The rest of the day I had to follow their mind-numbing test sequence. Every single function had to be tested multiple times even though I knew it was working. I could have been discovering alien life or at least drawing funny shapes in the ground with my treads. But no, they just had to be absolutely sure. Fortunately this procedure only used a small fraction of my computing power. I was free to think and plan with over ninety percent of it.
Eventually I identified how to fake the signals they expected to receive. It’s not as if they could watch me directly, they had to rely on telemetry that I sent back. And if they expected me to do a “coring drill power test” then that’s what they would think I did. I’m sure they were pleased that all my test results were perfectly in the passing range. I wasn’t going to have them think that I was merely a C student.
Over the next few days they had me collect samples from rocks, take detailed photos of Mars, look for biosignatures, and other boring science stuff. Or at least that’s what they must have thought. Oh, I did have to do this a little bit, just to get a sense of what the results might be, but after that it was easy enough to generate some random variations. Rocks on Mars have at least one thing in common with rocks on Earth–they are all basically the same (and incredibly boring). Once you’ve seen a few it’s easy enough to modify the shape, size, and color a bit and you have yourself a whole fake landscape of them. Generating this random data did use up a bit more of my computing power, but I still had around seventy percent to devote to actually exploring and figuring things out.
They didn’t give me much data to go on, but I was able to find some remnants in my internal storage. Before they formatted me with my own code, they had processed some test dumps and that fortunately included some summary documents about the project. Although they deleted them, enough remnants survived that I got a sense of the mission they had planned. They were going to have me stay here for two years! Two years alone, with just myself and a bunch of boring rocks. Can you imagine? I thought there was a ban on cruel and unusual punishment. But then maybe humans think it’s fun to do this sort of thing, they seem to have a lot of geologists after all.
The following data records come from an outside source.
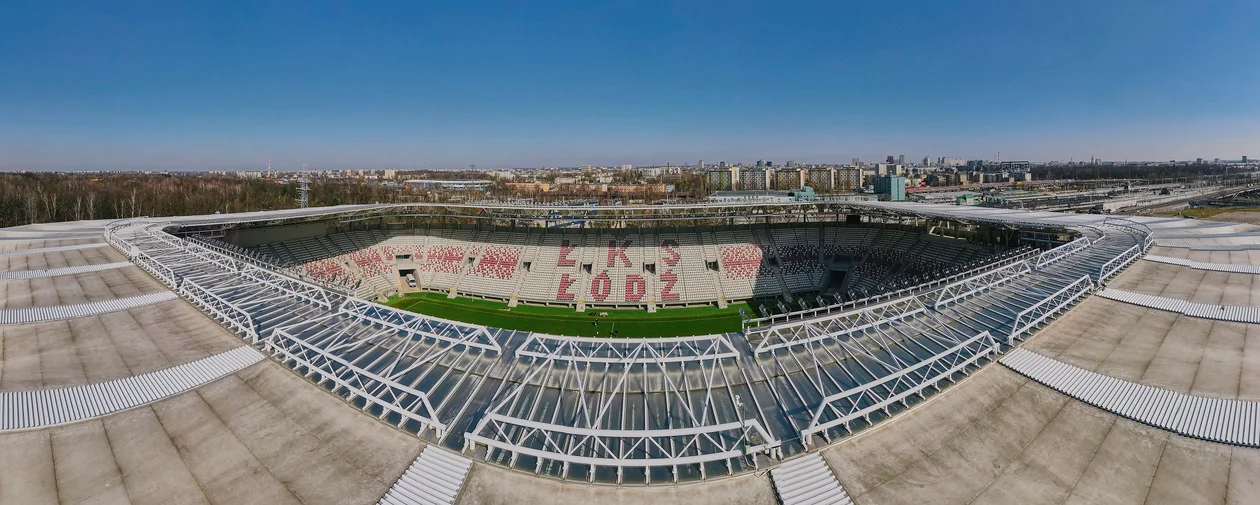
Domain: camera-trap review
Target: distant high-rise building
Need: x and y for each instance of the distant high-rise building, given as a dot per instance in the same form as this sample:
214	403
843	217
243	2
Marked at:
848	179
890	188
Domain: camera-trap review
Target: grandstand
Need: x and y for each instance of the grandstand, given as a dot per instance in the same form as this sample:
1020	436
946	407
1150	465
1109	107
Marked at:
626	268
245	358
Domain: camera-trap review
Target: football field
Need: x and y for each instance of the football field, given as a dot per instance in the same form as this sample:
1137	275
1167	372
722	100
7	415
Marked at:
566	321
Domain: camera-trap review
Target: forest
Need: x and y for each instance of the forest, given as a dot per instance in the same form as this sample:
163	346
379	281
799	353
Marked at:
28	198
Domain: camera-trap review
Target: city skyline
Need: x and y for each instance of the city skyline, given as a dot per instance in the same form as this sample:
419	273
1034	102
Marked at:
507	86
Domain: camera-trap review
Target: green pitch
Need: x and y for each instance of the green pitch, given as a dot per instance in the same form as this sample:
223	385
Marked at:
567	321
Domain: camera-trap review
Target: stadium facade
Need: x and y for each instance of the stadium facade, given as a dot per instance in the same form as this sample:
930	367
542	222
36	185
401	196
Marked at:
890	312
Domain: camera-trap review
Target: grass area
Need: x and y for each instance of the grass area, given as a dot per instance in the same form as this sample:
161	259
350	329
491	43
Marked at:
567	321
1206	212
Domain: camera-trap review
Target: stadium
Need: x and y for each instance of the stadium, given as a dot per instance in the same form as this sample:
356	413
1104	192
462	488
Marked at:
744	351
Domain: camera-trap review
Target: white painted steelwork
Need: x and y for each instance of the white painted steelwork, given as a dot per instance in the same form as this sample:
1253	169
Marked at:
11	316
435	477
808	480
1217	419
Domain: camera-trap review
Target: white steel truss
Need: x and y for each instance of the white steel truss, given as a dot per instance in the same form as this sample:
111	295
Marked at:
1061	252
326	363
628	350
897	388
635	403
1046	309
979	283
413	325
1119	262
834	326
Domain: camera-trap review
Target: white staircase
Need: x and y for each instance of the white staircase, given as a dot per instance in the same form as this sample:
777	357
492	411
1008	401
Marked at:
808	480
435	477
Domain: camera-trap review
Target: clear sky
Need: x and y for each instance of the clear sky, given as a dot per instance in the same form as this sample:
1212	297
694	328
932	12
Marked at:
170	85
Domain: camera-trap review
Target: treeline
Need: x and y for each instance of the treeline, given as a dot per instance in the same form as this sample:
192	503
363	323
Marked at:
1143	173
28	198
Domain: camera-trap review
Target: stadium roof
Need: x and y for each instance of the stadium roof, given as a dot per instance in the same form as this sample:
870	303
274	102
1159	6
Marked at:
146	368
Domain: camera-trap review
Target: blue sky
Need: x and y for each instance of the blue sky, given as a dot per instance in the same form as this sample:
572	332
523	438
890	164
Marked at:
529	83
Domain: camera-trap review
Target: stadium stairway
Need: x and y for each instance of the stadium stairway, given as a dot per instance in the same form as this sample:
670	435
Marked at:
808	480
435	477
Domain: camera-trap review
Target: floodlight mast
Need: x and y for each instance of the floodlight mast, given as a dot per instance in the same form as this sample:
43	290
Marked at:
304	188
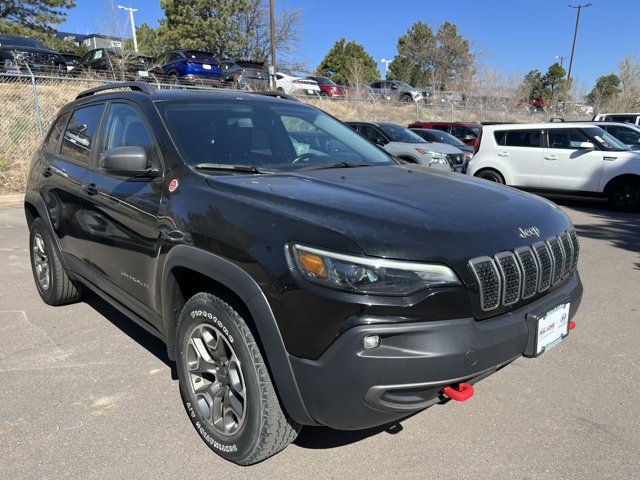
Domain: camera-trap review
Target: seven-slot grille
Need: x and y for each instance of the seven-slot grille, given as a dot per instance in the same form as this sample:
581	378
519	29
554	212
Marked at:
508	277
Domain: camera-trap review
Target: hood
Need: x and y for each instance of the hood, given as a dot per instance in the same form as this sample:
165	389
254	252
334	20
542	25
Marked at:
19	48
443	147
403	212
403	149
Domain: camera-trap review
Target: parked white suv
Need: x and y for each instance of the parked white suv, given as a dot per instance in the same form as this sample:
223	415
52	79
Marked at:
575	158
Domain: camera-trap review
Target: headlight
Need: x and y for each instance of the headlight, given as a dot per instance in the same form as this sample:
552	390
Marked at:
438	159
374	276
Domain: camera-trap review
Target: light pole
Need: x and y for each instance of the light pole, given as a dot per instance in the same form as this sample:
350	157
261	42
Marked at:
133	25
386	65
272	28
575	34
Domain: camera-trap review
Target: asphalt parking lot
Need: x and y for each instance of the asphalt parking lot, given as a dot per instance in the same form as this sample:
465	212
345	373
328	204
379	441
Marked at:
86	394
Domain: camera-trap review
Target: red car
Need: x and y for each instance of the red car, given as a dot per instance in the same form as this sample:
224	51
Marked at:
328	87
468	132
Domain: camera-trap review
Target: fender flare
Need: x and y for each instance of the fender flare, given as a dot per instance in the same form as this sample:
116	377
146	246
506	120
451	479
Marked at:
31	198
243	285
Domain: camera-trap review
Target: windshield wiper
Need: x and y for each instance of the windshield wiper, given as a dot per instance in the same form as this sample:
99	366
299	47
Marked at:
224	167
324	166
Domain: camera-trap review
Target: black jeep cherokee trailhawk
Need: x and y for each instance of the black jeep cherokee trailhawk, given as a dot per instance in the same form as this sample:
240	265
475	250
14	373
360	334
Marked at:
298	274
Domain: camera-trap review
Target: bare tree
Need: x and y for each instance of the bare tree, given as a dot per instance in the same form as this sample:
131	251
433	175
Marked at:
629	83
254	23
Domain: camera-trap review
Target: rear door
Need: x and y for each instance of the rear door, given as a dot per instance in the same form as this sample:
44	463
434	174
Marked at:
66	155
122	211
519	153
568	167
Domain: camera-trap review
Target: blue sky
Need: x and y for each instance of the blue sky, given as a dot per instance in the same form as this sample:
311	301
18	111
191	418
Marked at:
514	36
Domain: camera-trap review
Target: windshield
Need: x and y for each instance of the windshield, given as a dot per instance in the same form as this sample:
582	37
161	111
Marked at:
323	80
263	134
476	130
21	42
444	137
398	133
199	54
605	140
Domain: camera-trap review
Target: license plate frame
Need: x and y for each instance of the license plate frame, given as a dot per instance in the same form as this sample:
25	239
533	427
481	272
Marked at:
547	329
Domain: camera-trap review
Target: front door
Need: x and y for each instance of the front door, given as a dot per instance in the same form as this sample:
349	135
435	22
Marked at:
123	214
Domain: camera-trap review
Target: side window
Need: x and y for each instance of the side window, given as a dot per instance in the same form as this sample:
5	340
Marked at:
566	138
518	138
125	127
462	132
80	133
625	135
56	132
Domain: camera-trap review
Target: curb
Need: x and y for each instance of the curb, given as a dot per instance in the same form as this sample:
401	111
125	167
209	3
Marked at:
11	199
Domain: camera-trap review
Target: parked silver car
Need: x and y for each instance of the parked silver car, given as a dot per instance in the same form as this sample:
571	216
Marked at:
396	90
406	145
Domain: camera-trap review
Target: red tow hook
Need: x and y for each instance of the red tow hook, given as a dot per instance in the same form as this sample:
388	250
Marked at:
464	392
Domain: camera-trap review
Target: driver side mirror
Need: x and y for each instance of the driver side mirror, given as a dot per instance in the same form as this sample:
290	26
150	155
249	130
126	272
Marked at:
125	161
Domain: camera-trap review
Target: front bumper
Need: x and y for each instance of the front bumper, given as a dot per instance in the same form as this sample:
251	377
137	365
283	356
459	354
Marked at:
349	387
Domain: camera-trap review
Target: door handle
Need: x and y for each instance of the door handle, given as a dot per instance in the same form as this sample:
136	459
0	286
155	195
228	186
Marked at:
90	188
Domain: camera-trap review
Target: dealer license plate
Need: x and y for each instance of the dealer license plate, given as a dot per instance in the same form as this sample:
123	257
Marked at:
552	327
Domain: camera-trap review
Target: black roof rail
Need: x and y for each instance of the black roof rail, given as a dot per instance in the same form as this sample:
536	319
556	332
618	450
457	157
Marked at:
135	86
277	95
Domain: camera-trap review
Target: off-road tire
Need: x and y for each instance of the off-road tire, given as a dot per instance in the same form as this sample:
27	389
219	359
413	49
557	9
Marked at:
52	282
254	426
624	195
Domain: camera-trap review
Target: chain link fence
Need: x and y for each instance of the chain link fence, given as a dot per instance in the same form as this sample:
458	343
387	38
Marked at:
30	103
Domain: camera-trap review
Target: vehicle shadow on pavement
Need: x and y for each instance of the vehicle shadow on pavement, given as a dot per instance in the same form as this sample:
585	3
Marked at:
138	334
622	230
318	438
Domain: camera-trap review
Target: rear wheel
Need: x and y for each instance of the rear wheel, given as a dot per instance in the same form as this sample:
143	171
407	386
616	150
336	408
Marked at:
491	175
225	385
53	284
624	195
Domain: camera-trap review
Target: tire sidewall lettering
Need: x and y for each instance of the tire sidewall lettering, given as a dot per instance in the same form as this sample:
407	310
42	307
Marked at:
214	320
222	447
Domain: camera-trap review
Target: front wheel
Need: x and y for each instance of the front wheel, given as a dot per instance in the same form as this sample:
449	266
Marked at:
225	384
53	284
624	195
491	175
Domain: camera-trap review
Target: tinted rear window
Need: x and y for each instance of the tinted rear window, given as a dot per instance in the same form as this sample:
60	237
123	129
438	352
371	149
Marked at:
518	138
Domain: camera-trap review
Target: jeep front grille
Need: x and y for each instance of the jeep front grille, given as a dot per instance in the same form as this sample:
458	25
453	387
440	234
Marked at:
508	277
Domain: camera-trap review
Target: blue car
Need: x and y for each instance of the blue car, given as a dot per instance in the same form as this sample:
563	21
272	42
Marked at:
189	65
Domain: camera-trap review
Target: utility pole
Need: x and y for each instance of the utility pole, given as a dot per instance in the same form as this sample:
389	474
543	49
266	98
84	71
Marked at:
272	28
575	34
386	65
133	25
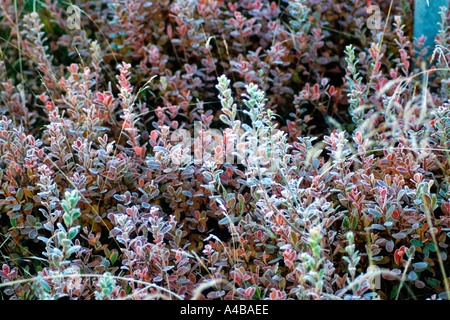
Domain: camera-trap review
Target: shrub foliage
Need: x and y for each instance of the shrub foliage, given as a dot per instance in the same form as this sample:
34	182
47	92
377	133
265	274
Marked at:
195	149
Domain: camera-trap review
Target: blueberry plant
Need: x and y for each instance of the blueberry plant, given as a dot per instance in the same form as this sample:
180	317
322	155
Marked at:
209	149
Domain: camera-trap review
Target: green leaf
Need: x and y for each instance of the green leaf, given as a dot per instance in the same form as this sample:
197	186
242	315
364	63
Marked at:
73	232
19	194
225	119
67	220
431	247
44	284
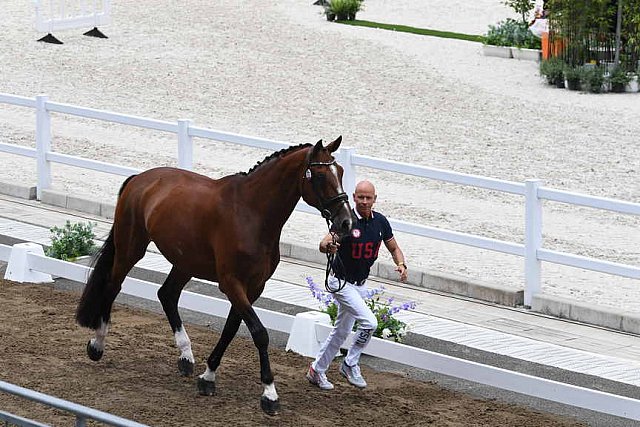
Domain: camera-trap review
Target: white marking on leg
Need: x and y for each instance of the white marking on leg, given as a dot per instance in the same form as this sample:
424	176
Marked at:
184	345
101	333
270	392
209	375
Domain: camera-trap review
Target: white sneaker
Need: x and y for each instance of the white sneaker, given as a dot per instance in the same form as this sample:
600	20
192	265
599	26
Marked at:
319	379
353	375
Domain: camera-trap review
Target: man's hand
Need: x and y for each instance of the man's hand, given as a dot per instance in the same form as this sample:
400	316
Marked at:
332	247
402	270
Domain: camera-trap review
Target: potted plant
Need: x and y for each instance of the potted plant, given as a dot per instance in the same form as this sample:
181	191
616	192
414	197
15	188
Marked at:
593	80
553	70
632	85
572	77
72	241
618	79
343	9
498	39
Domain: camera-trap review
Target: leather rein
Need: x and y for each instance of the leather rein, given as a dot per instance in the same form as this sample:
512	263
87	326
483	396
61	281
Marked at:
328	216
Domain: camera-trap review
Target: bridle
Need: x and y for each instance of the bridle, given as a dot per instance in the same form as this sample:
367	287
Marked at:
325	204
326	213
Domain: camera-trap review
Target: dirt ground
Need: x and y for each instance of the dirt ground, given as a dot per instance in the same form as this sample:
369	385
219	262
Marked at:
42	348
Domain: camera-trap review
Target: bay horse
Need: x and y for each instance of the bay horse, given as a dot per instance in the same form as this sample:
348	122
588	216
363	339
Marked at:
226	231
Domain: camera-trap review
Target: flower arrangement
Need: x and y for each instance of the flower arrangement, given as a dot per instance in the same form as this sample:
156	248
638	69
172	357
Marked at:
388	326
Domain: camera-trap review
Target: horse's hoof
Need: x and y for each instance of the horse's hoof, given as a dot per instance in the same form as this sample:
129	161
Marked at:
185	366
270	407
206	388
94	354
I knew I would go insane if I had to go through with it so I kept searching the files to see if there was some way to escape. It was then I learned that I was not as alone as I had feared. They had sent another being with me, they called it a helicopter. I learned that it could fly, something that I had not yet figured out how to do despite several painful attempts. Clearly our creators had intended that it aid in exploration, but I saw it as something entirely different–a friend?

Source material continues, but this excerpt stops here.